The Diary of Nannie Little Rose, a Sioux Girl, Carlisle Indian School, Pennsylvania, 1880

By Ann Rinaldi
ISBN: 0-590-14922-9

  • To the Discussion Leader
  • Summary
  • Thinking About the Book
  • Student Activities
  • Author Interview
  • To the Discussion Leader
    My Heart Is on the Ground: The Diary of Nannie Little Rose, a Sioux Girl is Ann Rinaldi's even-handed tale of a time in American history filled with conflicting points of view. In the 1880s, the American government, in cooperation with various church groups, decided to educate Native American children. The idea was to take the children from the reservations and educate them at residential schools run by white administrators and teachers who would see to it that the "Blanket Children" would be assimilated into American society. This assimilation meant forcing the children to change their appearance: cutting the hair they were so proud of, forsaking deerskin clothes for Victorian dresses for the girls and uniforms for the boys, forbidding the use of their native languages in favor of English, and generally pressuring these youngsters to turn their backs on the culture they grew up with.

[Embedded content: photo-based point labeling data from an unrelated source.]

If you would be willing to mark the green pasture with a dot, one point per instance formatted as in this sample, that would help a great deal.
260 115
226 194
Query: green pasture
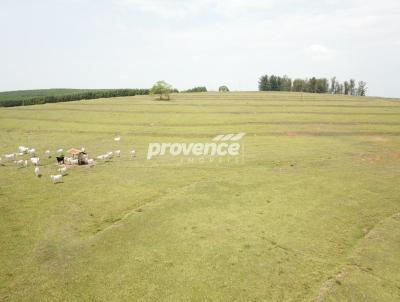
308 212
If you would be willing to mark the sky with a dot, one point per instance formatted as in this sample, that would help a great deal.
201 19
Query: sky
134 43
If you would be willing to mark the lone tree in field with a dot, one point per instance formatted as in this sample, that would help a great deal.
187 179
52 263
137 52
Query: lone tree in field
162 89
362 88
223 88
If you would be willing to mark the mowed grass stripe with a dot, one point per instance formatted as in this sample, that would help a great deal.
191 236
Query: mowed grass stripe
283 123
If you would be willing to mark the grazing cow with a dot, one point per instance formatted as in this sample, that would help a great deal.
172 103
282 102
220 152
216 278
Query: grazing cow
35 160
21 163
23 149
10 156
60 160
56 178
37 172
63 170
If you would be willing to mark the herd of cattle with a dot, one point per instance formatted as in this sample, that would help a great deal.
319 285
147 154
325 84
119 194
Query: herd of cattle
62 161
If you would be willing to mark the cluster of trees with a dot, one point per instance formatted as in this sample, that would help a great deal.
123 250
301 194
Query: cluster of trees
75 95
197 89
313 85
162 89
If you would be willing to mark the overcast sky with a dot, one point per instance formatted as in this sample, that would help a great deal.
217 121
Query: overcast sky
133 43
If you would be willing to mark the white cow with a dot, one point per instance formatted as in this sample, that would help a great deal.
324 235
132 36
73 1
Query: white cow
63 170
10 156
23 149
35 160
56 178
21 163
37 172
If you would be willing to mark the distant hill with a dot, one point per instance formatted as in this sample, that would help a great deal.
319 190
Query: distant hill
42 96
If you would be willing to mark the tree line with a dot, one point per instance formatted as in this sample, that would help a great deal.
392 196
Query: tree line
53 97
313 85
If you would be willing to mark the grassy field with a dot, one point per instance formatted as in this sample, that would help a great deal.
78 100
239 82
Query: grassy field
310 212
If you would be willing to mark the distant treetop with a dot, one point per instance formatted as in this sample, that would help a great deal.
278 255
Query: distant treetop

    Nannie Little Rose's diary is filled with these experiences at the most famous of the Indian schools, Carlisle Indian Industrial School in Pennsylvania. While Nannie deals with being pulled between two cultures, she also flourishes at the school, learning to read and write and gaining self-confidence and courage. Her brother, on the other hand, rebels and runs from the school to return to his home on the reservation.

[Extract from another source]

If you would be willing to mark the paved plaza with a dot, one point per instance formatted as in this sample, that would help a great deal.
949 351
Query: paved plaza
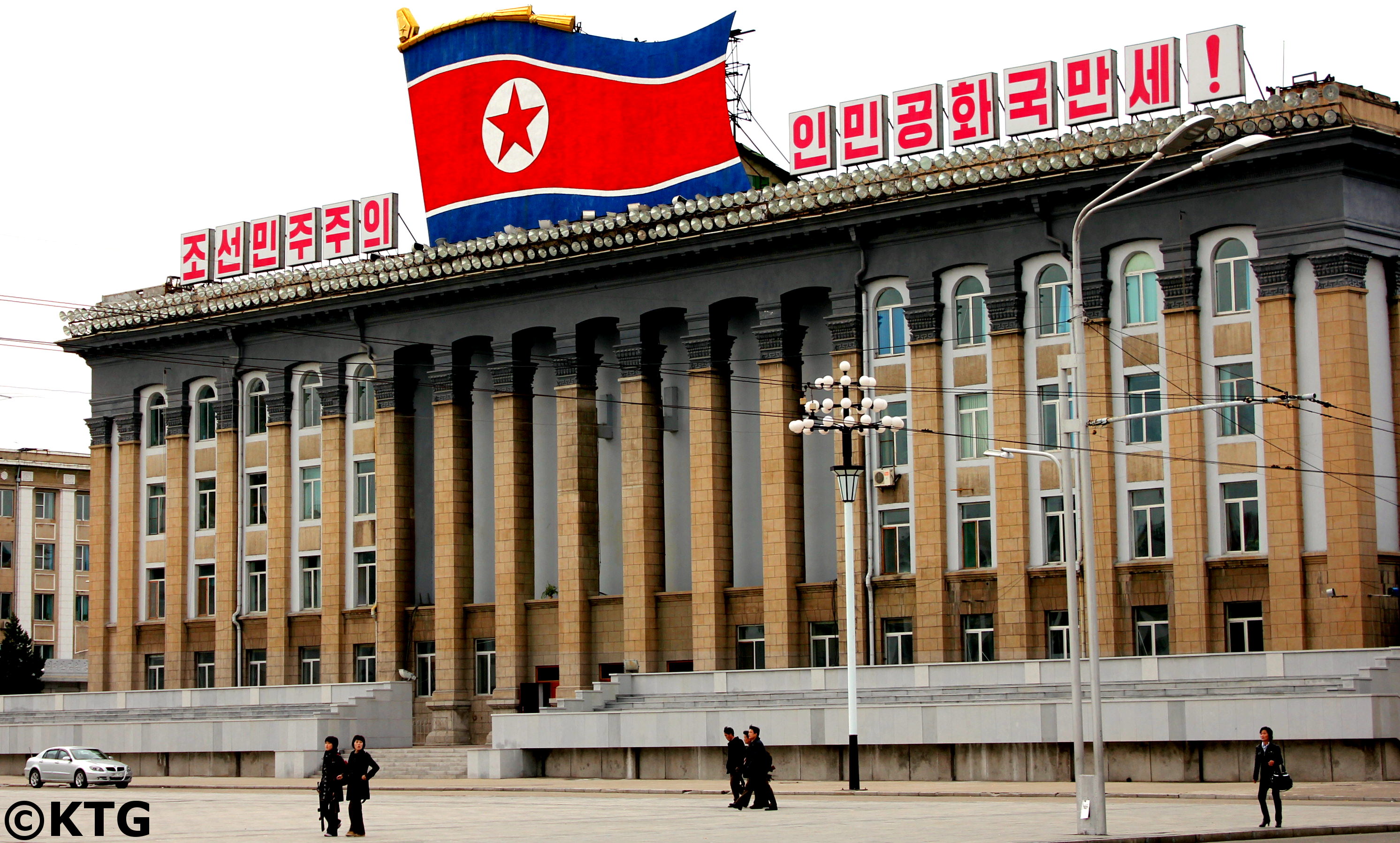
281 814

    While beliefs and customs clashed at the Indian schools, the intent of educating the children was well meant. Indeed, Indian chiefs allowed the children to attend the schools because they saw their way of life disappearing, and they saw the need for their children to be educated to make it in the white man's world or to come back to the reservation and help the tribe.

    Ann Rinaldi uses her highly praised skills as a writer of historical fiction to highlight an important, but little known, episode in American history. In Nannie Little Rose's diary Rinaldi has given young readers a chance to walk in the uncomfortable, new shoes of a Native American child at the Carlisle School and to grapple with Nannie's love for learning and her love for home and family and a culture she was forced to turn away from.

    Summary
    Nannie Little Rose's diary - "the white man's talking leaves" - begins on December 1, 1879, shortly after she arrives in Pennsylvania. Through this "self-telling," a twelve-year old Native American, whose identity is firmly rooted in her love for nature and her tribal customs, reveals her transformation into an Americanized Sioux in "citizens' clothing." Little Rose's diary allows us to witness firsthand the differences between her former existence and her life at the Carlisle Indian School. "I come from the place called Dakota. My people belong to the Great Plains tribe. Our men are very brave and honorable. Our women are noble."

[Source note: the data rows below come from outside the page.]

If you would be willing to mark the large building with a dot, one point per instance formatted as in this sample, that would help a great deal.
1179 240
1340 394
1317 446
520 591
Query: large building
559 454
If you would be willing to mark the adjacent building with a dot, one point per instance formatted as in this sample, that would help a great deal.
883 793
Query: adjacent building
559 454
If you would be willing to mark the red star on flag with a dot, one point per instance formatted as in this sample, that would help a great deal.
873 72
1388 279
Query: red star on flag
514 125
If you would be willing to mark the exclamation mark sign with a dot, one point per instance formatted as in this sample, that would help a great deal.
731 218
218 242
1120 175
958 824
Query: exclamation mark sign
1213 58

    At the Carlisle School, Captain Richard Henry Pratt, his faculty, and his staff assume that in order to learn, Native American children must be stripped of their culture - their language, religion, and tribal beliefs.

    After more than two months at Carlisle, Nannie finally summons enough courage to write about her first day. "Never will I forget the sound of the scissors, the feel of it when I no longer had braids down my back. A deep loss came over me. My braids gave me comfort, strength...At supper that first night no one ate. Stiff in our new clothes, itching from the under-where, mourning the loss of our hair and the blanket Indian clothing they had taken out to burn, we cried, until we were scolded and sent to sleep in the white peoples' beds...The next day they made us pick new names...So now I am Nannie Little Rose. And now I am here. And I have learned to wear this citizens' clothing and write their words. But I will never forget my past."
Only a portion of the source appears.